Cindy Velasquez tells us that flowers, tears and literature can be beautifully interwoven.
It was the last day of school. And my students were performing poetry, songs, and dance. They told stories about a soldier, a wash-woman, and a nightingale. Suddenly they called my name. They asked me to stay in the middle of the classroom. One of my students started singing a song. It said: “Thank you for teaching me how to love. Showing me what the world means. What I've been dreamin' of. And now I know, there is nothing that I could not do. Thanks to You.”
I tried to fit everything what I felt in that instant with a single tear drop.
And I asked myself: Is there a word for that feeling when you believe you are so thankful in the most unexpected place and people; is there a word for that? I wish there is.
I knew at that moment, my tear learned more than my mind did.

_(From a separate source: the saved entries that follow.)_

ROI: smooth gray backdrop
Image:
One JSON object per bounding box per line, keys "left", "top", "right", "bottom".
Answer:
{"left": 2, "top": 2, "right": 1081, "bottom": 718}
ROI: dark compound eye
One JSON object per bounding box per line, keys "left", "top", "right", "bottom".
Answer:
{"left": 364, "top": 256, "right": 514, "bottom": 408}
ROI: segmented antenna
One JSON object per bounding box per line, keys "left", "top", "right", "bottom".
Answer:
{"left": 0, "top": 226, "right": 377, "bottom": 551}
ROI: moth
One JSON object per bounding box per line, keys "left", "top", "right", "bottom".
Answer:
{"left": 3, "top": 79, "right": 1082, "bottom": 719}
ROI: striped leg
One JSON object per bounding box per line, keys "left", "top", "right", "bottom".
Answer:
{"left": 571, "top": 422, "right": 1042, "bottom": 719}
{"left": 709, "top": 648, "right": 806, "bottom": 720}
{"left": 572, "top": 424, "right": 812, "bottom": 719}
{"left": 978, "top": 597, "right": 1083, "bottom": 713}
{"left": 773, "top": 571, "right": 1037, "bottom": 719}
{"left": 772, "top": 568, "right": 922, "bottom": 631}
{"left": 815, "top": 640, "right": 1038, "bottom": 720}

While my students started to stand up slowly, one by one, they looked at me as they continued to sing the song. Then, I wrote a letter for them, to each one of them inside my heart even if I had not memorized all their names. I sent letters into their memories. But I prayed hard, asking a mail man to send those letters into their memories. I prayed that the mail man would be familiar with my words. I wished that the mail man would carefully give my letters in the right time. Yes, in the right time. Those letters, the lessons I taught them and the lessons they taught me.
Suddenly, they gave me a bouquet of flowers.
THANK YOU to all my students!
My first bouquet was given by my students. As I carried it going home, I carried it like a baby, a five month old baby. Five months, five months of being with my students, I was determined to hold it right. Not too firm, not too tight, just right so that the petals remained perfectly. I was glad I was a holding a five month old baby.